Was I too subtle... :mrgreen: :O•-:


----------



## bwhntr (Sep 12, 2007)

No, not too subtle. You know how I feel about all the OHV access we have. If I didn't think there was a treehugger agenda behind it I would be for shutting them all down. However, he doesn't need a horse to access that area. It might be the prefered method but I know of several big bulls packed out of there via backpack.


----------



## runningelk (May 25, 2011)

check out the other three corner, (oh crap) thread. Lots of infor. I'll be huning antelope flats, Saw 2 6 points and 1 6 point killed there I'll seeya Saturday, Im in a Silver dodge.


----------



## danac787 (Jul 5, 2011)

runningelk said:


> check out the other three corner, (oh crap) thread. Lots of infor. I'll be huning antelope flats, Saw 2 6 points and 1 6 point killed there I'll seeya Saturday, Im in a Silver dodge.

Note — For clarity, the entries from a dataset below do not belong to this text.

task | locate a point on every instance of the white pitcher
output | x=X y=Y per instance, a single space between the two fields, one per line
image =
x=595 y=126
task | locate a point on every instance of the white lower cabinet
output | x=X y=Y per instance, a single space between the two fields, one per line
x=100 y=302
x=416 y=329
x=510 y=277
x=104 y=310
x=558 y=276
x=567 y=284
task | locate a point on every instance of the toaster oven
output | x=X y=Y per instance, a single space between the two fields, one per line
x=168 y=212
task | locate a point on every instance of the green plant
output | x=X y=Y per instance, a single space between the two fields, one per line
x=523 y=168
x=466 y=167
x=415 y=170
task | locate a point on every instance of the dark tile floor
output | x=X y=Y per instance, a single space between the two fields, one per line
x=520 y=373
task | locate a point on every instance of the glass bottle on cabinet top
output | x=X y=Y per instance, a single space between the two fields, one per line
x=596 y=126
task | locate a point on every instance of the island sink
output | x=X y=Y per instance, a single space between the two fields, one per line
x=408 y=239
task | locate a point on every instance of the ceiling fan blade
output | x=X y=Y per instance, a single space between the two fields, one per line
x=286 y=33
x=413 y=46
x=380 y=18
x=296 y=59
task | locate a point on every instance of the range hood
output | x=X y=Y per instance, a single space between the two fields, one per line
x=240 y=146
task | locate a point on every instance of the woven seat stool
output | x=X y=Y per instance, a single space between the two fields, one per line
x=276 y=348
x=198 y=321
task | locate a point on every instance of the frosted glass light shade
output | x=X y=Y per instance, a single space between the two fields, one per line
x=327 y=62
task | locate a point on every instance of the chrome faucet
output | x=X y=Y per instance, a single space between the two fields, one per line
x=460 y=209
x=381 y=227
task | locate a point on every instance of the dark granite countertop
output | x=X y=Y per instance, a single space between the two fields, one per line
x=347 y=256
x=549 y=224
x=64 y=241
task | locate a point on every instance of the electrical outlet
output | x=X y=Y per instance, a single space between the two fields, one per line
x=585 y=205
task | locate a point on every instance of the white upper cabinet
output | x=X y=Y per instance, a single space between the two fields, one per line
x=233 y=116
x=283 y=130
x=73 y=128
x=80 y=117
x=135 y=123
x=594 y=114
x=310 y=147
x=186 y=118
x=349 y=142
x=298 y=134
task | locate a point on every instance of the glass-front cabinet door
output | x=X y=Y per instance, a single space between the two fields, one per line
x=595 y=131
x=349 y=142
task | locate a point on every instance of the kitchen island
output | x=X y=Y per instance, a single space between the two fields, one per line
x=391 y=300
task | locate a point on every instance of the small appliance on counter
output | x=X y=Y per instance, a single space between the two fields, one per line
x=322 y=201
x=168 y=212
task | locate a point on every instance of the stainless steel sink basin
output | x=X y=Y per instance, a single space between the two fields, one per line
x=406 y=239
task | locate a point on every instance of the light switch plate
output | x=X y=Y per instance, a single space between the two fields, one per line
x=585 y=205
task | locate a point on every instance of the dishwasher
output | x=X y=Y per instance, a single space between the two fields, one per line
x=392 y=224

sounds good, I am in a silver ford f350 need help just hunt me down, camping at dripping springs.


----------



## dkhntrdstn (Sep 7, 2007)

bwhntr said:


> TEX-O-BOB said:
> 
> 
> > Without horses you're screwed... That's the problem with that area. too many roads and too many people driving them. Elk don't like trucks and wheelers. If you don't get away from the roads, and I mean AWAY from the roads, you're hunt is doomed. I drew a cow tag in that area last year and all I saw was big bulls running everywhere. We were on horses and seven miles from the road. God bless horses... and God bless state officials with the brains and good common sense to close roads to OHV traffic.
> ...


 :roll: :roll: :roll: :roll: :roll: :O•-: :O•-: :O•-: :O•-:


----------



## Purogringo (Mar 20, 2008)

Danac, 

Sorry to hear about that hunt. We were on the muzzy deer hunt and all around it did suck! Weather was way too hot, 3 different hunts going on at the same time, and no animals to be found. Saw enough does and fawns to feed a city. It's a shame what the DWR has done to the Three Corners unit. How many cow tags have they given out for that unit over the last 5 yrs?! The animals are gone! Hell, we couldn't even find any bunnies to shoot at either down in Clay Basin around all the gas wells and washes.

I've got 7 points and have been puttin' in for that LE hunt every year but I'm going to start looking else where. It's just been way over managed. Or put in for a late season (Dec or Jan) hunt when the animals come down from CO.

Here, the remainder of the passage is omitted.